Detection and characterization of plasmids in chloridazon and antipyrin degrading bacteria

Abstract

All of 19 different strains of soil bacteria with the ability to utilize chloridazon (5-amino-4-chloro-2-phenyl-3-(2H)-pyridazinone) and antipyrin (2,3-dimethyl-1-phenyl-pyrazolone) as the only carbon source have been shown to harbour plasmid DNA. By agarose gel electrophoresis the presence of at least two different plasmids was demonstrated for all strains, several strains were shown to contain three, four or even six plasmids. Regarding the size of the plasmids considerable variations within the different plasmids of one strain and among the different bacterial strains have been observed. Molecular weights in the range of 8.0 to 300 Md were found.

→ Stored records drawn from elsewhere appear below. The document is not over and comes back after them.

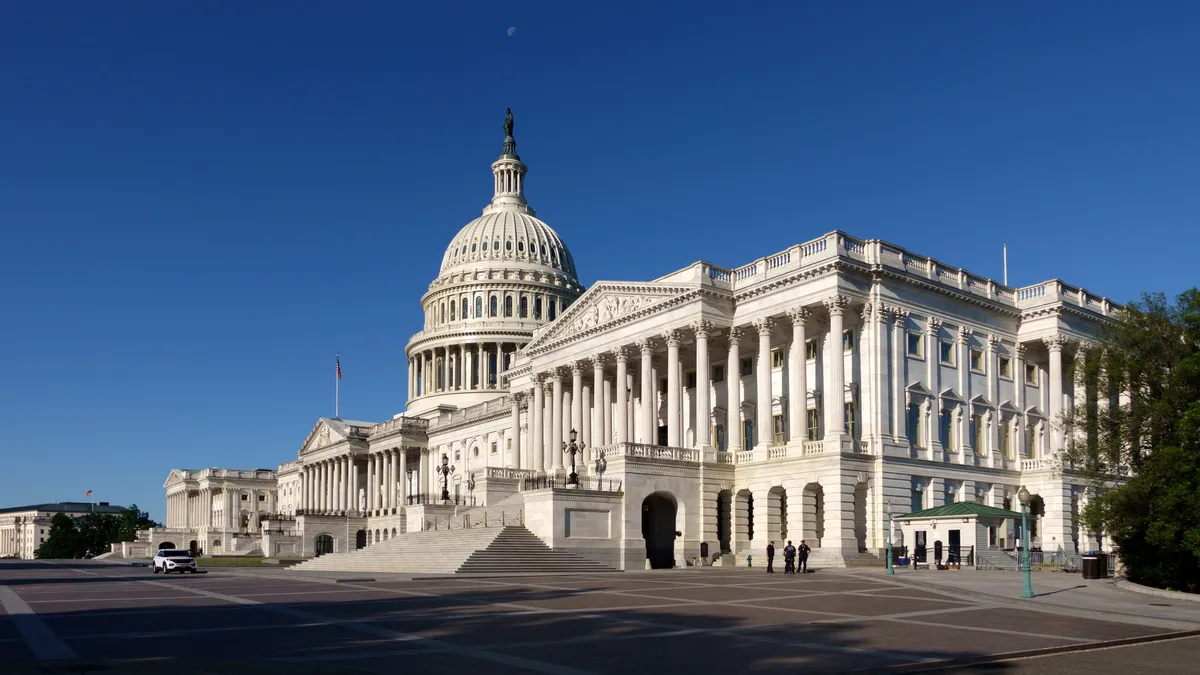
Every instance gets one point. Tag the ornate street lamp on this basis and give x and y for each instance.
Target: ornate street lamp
(891, 571)
(574, 448)
(1024, 497)
(445, 470)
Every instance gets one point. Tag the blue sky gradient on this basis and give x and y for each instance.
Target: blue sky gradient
(202, 203)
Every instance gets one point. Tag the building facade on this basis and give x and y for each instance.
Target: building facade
(803, 395)
(24, 529)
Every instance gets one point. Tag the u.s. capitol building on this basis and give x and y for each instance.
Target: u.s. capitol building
(799, 396)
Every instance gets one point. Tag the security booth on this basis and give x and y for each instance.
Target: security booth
(955, 535)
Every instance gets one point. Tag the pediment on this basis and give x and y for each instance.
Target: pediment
(603, 306)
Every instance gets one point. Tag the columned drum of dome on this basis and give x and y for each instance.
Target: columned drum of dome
(503, 275)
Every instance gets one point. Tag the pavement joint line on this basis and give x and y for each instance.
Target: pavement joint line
(39, 637)
(393, 635)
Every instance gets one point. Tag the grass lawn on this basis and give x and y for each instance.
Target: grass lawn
(243, 561)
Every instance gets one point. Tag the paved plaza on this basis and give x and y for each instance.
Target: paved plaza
(120, 619)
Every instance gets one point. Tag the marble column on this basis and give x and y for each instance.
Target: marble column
(703, 386)
(622, 407)
(762, 378)
(675, 426)
(537, 424)
(515, 429)
(797, 377)
(733, 396)
(1055, 345)
(648, 404)
(835, 375)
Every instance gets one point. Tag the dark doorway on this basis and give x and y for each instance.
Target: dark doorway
(324, 544)
(659, 530)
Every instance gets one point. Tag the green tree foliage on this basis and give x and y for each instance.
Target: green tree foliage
(1138, 438)
(63, 541)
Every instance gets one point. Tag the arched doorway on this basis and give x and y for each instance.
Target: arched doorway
(324, 544)
(659, 530)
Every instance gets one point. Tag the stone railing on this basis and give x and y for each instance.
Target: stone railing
(513, 473)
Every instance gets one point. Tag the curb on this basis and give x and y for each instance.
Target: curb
(1127, 585)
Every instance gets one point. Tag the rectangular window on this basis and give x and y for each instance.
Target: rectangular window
(917, 345)
(947, 352)
(977, 363)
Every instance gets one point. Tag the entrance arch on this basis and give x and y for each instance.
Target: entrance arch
(659, 529)
(323, 544)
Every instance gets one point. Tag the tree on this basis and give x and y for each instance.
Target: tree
(63, 541)
(1138, 438)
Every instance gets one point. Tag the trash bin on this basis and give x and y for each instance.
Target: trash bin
(1090, 565)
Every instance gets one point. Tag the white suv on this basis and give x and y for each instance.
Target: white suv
(173, 560)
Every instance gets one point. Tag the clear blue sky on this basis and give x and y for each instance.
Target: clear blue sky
(202, 202)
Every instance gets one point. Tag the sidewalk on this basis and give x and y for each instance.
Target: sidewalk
(1055, 593)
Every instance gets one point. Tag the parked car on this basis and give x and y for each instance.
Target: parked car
(173, 560)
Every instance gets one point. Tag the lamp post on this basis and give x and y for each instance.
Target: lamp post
(445, 470)
(1024, 497)
(891, 571)
(574, 448)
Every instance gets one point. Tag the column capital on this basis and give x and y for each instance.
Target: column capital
(1055, 342)
(798, 315)
(837, 305)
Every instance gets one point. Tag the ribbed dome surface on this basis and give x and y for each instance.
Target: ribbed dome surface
(508, 236)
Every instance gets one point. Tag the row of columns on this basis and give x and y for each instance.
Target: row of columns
(457, 368)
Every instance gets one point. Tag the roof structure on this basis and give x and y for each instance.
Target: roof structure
(66, 507)
(960, 508)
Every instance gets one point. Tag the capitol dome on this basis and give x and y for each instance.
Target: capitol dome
(503, 276)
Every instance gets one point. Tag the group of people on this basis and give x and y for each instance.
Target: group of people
(795, 557)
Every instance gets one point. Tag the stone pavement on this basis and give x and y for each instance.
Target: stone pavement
(77, 616)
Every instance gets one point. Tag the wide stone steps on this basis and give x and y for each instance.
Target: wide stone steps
(479, 550)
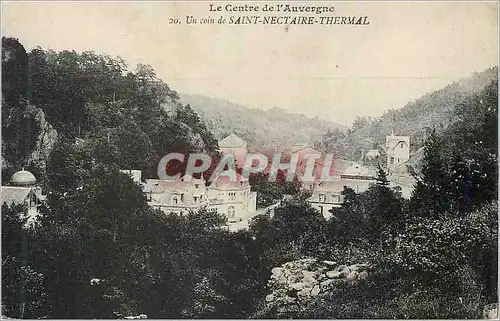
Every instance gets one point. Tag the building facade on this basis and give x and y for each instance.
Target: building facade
(23, 190)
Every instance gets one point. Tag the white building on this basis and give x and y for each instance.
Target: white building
(372, 154)
(234, 145)
(23, 189)
(328, 194)
(135, 174)
(398, 150)
(233, 199)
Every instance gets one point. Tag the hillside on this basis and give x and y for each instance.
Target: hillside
(275, 128)
(415, 119)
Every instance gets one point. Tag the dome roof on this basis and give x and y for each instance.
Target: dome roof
(23, 178)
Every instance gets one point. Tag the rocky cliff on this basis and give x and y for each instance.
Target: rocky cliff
(296, 284)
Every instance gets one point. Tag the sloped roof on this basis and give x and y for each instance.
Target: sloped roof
(232, 141)
(14, 194)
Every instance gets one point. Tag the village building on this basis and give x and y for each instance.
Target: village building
(328, 194)
(231, 198)
(23, 190)
(372, 154)
(235, 146)
(397, 149)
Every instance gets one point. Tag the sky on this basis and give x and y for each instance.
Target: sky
(333, 72)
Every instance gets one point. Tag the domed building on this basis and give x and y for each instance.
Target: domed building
(23, 189)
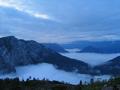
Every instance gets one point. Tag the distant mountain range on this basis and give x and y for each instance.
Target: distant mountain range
(95, 46)
(111, 67)
(56, 47)
(16, 52)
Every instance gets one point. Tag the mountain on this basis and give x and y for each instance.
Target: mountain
(111, 67)
(55, 47)
(95, 46)
(90, 49)
(17, 52)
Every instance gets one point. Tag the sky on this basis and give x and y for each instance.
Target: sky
(60, 20)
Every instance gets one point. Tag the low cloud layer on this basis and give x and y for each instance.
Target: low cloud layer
(60, 21)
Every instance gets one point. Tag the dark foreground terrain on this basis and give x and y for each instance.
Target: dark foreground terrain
(16, 84)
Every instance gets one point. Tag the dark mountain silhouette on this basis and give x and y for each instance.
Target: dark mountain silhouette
(16, 52)
(111, 67)
(55, 47)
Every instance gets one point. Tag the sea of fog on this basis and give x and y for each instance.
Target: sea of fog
(90, 58)
(48, 71)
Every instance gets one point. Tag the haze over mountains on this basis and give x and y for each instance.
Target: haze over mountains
(43, 32)
(15, 52)
(95, 46)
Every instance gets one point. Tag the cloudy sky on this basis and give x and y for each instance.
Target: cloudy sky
(60, 20)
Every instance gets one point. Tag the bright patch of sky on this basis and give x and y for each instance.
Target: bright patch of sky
(21, 6)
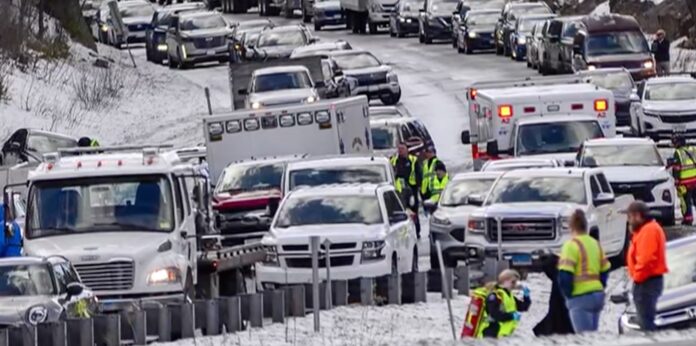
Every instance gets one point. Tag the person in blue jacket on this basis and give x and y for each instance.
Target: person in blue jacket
(11, 241)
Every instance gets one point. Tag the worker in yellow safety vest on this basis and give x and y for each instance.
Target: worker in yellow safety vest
(408, 175)
(438, 182)
(684, 172)
(582, 274)
(502, 308)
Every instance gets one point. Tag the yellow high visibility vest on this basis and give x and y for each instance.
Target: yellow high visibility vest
(583, 257)
(398, 185)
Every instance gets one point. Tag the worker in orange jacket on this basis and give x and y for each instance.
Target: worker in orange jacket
(646, 262)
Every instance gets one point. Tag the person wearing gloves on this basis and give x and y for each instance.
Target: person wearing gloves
(502, 308)
(582, 274)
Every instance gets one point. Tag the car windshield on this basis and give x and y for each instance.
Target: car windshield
(538, 189)
(621, 155)
(384, 138)
(558, 137)
(619, 42)
(681, 261)
(140, 10)
(356, 61)
(273, 38)
(26, 280)
(670, 92)
(612, 81)
(340, 175)
(103, 204)
(246, 177)
(457, 192)
(203, 22)
(444, 6)
(282, 81)
(323, 210)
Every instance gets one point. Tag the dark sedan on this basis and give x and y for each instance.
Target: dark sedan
(476, 31)
(404, 19)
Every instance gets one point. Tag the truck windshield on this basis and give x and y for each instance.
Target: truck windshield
(323, 210)
(619, 42)
(384, 138)
(559, 137)
(26, 280)
(538, 189)
(621, 155)
(339, 175)
(671, 92)
(458, 191)
(203, 22)
(103, 204)
(282, 81)
(356, 61)
(251, 177)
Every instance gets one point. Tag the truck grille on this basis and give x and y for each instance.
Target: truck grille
(107, 276)
(523, 229)
(209, 42)
(640, 190)
(306, 262)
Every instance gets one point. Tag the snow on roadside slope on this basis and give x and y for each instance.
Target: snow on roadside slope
(154, 105)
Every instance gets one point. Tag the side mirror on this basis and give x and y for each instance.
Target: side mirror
(604, 198)
(75, 289)
(466, 137)
(430, 206)
(398, 217)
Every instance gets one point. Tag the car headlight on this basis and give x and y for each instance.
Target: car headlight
(476, 226)
(372, 250)
(37, 314)
(167, 275)
(440, 221)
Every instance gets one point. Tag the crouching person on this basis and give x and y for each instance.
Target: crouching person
(502, 312)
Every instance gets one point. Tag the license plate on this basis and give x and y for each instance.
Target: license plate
(521, 259)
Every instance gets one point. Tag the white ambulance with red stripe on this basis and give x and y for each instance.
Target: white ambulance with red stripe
(541, 117)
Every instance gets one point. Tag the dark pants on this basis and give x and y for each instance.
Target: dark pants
(645, 295)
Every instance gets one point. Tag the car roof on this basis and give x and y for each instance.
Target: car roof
(338, 161)
(618, 141)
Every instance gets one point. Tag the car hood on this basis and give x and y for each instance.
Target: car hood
(103, 245)
(334, 233)
(669, 106)
(623, 174)
(530, 209)
(277, 97)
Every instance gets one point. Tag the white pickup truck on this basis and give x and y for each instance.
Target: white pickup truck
(529, 210)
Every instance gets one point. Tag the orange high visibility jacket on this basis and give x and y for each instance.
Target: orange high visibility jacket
(646, 254)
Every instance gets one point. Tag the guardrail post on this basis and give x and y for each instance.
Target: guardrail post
(231, 314)
(80, 332)
(297, 301)
(256, 310)
(340, 292)
(51, 333)
(367, 296)
(107, 329)
(278, 306)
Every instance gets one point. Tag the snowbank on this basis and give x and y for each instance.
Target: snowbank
(75, 97)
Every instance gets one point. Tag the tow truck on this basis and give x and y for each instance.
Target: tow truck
(135, 223)
(540, 117)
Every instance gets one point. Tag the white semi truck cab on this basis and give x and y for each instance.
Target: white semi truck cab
(125, 217)
(536, 117)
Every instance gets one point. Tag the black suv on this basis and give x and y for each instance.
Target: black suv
(507, 21)
(436, 20)
(156, 32)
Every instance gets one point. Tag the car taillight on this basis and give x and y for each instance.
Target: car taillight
(505, 111)
(601, 105)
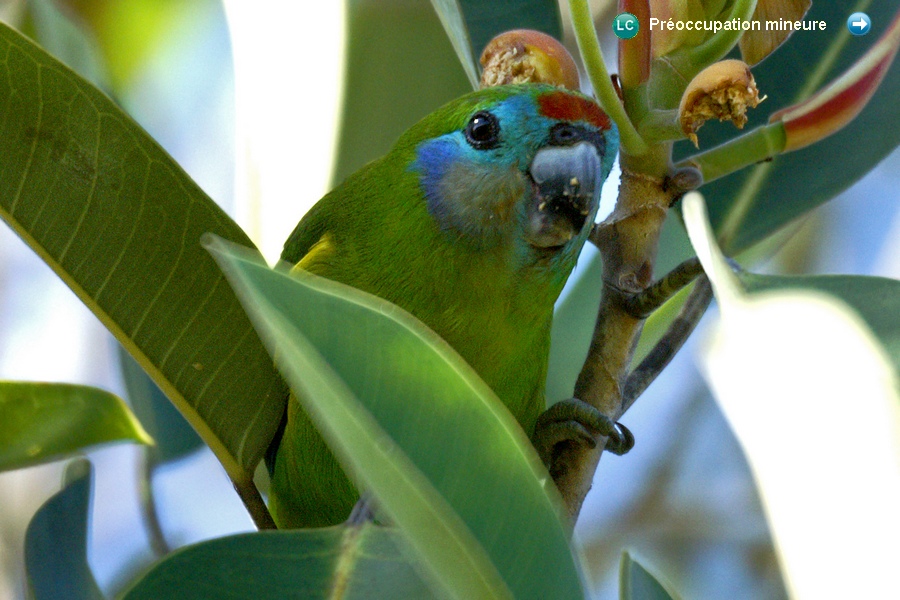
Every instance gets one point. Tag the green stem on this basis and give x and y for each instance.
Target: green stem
(760, 144)
(660, 126)
(589, 46)
(692, 61)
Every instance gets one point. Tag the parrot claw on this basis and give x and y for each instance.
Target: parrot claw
(363, 511)
(575, 421)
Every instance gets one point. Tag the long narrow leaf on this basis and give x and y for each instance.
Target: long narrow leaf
(417, 426)
(346, 563)
(56, 542)
(40, 422)
(120, 223)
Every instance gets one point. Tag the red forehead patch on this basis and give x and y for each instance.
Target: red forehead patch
(568, 107)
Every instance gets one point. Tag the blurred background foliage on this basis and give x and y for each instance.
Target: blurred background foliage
(683, 499)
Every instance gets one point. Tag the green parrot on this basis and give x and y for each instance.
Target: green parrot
(472, 223)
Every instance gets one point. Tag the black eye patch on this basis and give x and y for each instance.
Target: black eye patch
(483, 131)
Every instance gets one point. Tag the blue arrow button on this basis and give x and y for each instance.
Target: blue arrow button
(859, 23)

Evidence is presented for a correlation of degradative capacity and the presence of plasmids: Strains K2 and K3 which are able to utilize antipyrin as their sole carbon source, were found to loose this capacity spontaneously by repeated transfers on antipyrin-free media, giving rise to mutant strains with the phenotypes Phe⁺AP⁻. These mutants were found to be devoid of the first enzyme of the degradation of antipyrin (dioxygenase). No revertants to the wild types were obtained hitherto. Both mutant strains were found to contain only one plasmid of 14.0 Md. The wild types (Phe⁺AP⁺), however, contain two plasmids of 21.5, 14.0 Md (K2) and of 20.2, 14.0 Md (K3). The 14.0 Md plasmid was shown to be identical in strains K2 and K3 (Phe⁺AP⁺ and Phe⁺AP⁻) by restriction endonuclease cleavage and by hybridization experiments. The existence of two pathways for the metabolism of phenylalanine, one assumed to be plasmidborne the other one encoded by chromosomal genes, is discussed.